Elaine Jones and Hal Marden created a Burnt Island display that includes a model of the bell tower constructed by Marden and previously on display in the walkway in the keeper’s quarters. The lighthouse will be 200 next year. To add to the funds for the capital campaign for the complete restoration of the tower and lantern room, which will include a 6 1/2-foot fiberglass model of the tower, $1 donations will make the tower light flash.
There is so much history already in the Windjammer Emporium, but it isn’t complete as yet so today’s visitors – locals and others – will need to come back for more.

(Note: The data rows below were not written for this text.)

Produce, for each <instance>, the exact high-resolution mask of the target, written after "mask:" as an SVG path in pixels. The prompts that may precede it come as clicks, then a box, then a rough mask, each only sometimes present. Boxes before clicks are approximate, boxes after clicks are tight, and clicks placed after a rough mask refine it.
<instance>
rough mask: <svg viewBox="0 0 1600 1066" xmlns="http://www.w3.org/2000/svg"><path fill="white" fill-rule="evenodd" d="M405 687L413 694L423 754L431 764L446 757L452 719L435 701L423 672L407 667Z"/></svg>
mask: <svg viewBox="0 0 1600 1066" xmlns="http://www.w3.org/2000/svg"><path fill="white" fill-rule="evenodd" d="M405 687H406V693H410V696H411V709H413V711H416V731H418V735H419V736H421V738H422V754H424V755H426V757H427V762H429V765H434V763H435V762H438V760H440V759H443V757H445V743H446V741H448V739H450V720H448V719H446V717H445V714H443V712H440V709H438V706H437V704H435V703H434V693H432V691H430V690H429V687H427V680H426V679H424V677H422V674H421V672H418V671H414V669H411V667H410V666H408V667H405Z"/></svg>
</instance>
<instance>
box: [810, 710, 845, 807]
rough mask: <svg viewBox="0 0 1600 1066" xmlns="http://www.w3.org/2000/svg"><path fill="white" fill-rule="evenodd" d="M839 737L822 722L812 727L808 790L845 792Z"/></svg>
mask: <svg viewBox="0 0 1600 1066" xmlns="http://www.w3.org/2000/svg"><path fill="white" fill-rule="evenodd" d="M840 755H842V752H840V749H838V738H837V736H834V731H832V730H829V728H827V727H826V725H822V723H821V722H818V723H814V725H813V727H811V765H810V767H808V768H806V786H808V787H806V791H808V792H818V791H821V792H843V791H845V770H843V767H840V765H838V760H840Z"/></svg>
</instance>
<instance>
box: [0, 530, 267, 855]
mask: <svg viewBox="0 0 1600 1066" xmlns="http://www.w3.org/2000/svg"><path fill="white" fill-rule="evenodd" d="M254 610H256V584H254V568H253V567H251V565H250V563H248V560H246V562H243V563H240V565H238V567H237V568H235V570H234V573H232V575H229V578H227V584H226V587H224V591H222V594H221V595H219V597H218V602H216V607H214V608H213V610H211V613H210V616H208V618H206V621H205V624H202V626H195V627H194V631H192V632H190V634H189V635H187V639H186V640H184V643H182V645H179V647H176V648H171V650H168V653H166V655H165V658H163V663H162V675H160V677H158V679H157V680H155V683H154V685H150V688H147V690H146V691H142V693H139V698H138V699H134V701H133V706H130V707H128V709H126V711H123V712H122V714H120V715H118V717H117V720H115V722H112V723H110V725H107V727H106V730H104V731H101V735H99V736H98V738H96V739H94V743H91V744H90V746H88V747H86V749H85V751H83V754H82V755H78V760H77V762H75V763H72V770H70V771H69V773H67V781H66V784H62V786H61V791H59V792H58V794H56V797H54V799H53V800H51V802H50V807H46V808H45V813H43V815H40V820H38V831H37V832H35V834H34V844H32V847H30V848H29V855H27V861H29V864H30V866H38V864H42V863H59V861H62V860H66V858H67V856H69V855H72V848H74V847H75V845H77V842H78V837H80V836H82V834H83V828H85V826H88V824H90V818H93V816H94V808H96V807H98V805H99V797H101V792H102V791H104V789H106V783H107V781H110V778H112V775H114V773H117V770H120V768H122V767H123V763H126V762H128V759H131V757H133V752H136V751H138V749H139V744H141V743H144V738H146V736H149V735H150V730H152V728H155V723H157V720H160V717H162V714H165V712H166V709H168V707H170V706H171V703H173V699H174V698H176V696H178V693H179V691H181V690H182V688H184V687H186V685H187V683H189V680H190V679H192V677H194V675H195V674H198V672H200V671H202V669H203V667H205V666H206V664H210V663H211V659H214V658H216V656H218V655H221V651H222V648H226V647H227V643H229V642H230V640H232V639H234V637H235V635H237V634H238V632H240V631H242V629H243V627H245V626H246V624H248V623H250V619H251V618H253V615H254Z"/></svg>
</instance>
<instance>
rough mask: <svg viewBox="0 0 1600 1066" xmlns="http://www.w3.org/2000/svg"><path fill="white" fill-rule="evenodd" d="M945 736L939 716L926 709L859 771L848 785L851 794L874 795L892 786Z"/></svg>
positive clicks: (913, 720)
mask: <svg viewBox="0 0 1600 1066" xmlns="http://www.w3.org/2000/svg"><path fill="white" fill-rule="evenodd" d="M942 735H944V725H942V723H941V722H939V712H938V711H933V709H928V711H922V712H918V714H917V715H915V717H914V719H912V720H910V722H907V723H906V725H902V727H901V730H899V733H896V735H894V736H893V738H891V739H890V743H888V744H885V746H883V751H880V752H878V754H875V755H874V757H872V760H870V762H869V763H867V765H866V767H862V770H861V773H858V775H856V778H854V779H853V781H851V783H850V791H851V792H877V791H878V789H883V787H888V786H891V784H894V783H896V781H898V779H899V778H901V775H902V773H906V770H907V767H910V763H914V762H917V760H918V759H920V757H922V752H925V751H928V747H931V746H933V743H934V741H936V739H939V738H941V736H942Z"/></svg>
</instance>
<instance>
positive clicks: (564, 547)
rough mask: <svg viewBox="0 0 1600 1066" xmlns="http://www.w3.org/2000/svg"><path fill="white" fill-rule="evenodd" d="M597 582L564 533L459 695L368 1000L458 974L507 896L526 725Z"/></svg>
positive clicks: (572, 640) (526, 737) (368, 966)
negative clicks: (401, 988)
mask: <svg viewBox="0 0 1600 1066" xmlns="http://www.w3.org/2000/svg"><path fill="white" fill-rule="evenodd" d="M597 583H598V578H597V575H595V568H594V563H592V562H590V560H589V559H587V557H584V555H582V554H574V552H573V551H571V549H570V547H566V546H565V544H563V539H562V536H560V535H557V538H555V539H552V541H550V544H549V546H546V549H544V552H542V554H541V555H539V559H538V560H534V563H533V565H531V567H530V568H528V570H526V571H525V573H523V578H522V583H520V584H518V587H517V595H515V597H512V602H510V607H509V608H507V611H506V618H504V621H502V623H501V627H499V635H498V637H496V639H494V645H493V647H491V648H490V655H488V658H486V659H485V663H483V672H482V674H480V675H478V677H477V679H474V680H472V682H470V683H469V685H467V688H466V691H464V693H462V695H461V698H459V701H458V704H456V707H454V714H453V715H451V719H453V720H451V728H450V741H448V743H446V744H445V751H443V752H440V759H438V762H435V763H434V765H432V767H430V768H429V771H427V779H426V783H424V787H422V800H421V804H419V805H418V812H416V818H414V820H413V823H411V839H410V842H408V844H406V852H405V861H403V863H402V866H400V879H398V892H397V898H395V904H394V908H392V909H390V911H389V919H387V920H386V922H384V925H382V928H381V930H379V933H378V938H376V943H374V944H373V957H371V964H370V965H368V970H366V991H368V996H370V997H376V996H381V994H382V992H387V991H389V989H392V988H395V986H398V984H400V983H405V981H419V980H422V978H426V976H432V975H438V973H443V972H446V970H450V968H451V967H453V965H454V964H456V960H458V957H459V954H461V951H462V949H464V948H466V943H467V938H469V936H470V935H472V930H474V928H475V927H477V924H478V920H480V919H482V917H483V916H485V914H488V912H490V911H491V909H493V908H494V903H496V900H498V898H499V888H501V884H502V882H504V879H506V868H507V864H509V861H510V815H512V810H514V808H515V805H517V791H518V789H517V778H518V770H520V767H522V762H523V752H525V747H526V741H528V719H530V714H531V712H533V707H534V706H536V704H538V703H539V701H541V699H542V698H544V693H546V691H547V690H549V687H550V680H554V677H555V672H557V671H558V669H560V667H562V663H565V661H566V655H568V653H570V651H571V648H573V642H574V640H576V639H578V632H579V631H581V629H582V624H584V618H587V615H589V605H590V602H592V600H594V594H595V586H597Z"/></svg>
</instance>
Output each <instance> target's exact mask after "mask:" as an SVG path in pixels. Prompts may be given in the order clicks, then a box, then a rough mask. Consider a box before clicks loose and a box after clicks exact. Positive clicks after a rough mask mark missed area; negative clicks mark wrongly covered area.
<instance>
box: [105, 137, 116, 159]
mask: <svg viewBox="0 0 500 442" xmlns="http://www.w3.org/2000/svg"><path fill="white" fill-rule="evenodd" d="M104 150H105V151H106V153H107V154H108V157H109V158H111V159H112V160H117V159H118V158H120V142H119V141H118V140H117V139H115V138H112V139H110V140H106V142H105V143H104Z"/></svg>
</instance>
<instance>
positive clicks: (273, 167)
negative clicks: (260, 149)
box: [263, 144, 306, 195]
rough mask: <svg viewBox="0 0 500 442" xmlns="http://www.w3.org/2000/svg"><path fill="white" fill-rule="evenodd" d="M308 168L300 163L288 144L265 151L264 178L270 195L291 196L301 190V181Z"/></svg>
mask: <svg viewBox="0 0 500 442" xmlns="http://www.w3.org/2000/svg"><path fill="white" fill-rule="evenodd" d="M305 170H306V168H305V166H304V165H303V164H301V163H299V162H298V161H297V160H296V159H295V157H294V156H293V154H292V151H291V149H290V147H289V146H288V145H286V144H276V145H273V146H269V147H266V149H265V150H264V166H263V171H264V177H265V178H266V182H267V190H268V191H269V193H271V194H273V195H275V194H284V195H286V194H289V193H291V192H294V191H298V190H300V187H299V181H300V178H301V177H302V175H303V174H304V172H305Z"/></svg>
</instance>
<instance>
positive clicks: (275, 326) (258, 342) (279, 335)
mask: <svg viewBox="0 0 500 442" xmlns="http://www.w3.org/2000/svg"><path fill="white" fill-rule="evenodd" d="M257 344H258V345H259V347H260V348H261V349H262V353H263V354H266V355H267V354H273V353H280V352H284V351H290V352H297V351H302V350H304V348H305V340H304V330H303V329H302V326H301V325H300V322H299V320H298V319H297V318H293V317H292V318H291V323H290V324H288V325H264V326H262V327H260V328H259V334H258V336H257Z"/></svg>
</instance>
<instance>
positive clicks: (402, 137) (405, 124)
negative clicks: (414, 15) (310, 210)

The Emporium, with a retail side of historical, nautical clothing, games, books, ship models and more, is a fine example of a community celebrating its rich history to share with one another and the thousands of visitors who also love the Boothbay region. And if you’re lucky, you’ll be at the Windjammer Emporium when one of the local old-timers is there … to hear, in the words of news announcer-reporter Paul Harvey, “… the rest of the story!”